Re: Perl secret operators manual page
[Posted May 23, 2012 by corbet]
| From: |
| Darin McBride <dmcbride-AT-cpan.org> |
| To: |
| perl5-porters-AT-perl.org |
| Subject: |
| Re: Perl secret operators manual page |
| Date: |
| Wed, 23 May 2012 10:33:20 -0600 |
| Message-ID: |
| <4119718.uBBa8q2P2f@naboo> |
| Archive-link: |
| Article, Thread
|
On Wednesday May 23 2012 4:30:35 PM Philippe Bruhat wrote:
> On Mon, Apr 02, 2012 at 10:25:39AM +0200, Philippe Bruhat (BooK) wrote:
> > After some work on github, I have pushed (during the Perl QA Hackathon
> > in Paris) a book/perlsecret branch that contains a new manual page
> > (perlsecret.pod, not referenced in the main perl.pod) and a new test
> > script (secret.t, under t/japh, so that it's only run during torturetest).
> >
> > Thanks for considering it for inclusion in a future Perl release.
>
> Now that 5.16 is out, I'd like to discuss the inclusion of this minor
> (and hidden) addition to the Perl documentation.
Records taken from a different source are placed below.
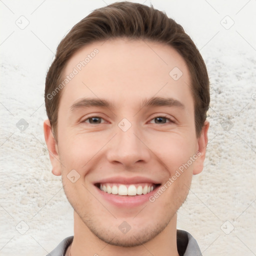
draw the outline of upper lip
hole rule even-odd
[[[132,178],[115,176],[100,180],[94,184],[103,183],[119,183],[120,184],[136,184],[136,183],[153,183],[160,184],[160,182],[146,177],[136,176]]]

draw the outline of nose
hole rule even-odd
[[[150,158],[150,150],[146,146],[144,135],[142,135],[135,125],[124,130],[117,127],[116,134],[108,145],[108,160],[122,164],[127,168],[136,163],[148,162]]]

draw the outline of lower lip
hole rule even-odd
[[[97,186],[95,186],[96,190],[103,197],[104,200],[118,206],[131,207],[141,206],[147,202],[149,202],[148,198],[156,193],[159,187],[146,194],[140,194],[137,196],[120,196],[118,194],[109,194],[102,191]]]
It'd be nice to have it all in one place, but I'd like to make a couple of
(minor?) suggestions:
1. Label the "secret" operators that are encouraged (Venus, Bang bang, Eskimo
greeting, and maybe Babycart, I think) to distinguish them from the "obscure
to the uninitiated".
I get this is a judgement call, and exactly which ones get "acceptable" status
is open to interpretation, but our docs already detail suggestions on
readability, maintainability, etc., so I think such suggestion is valid here,
too.
2. I know what =()= is normally called. But as soon as you put "don't google
this", you know what's going to happen. At a bare (no pun intended) minimum,
it should be labelled as Not Safe For Work. I would prefer that for official-
like documentation, we simply avoid it altogether. The "Saturn" moniker is
better anyway, could we just use that here?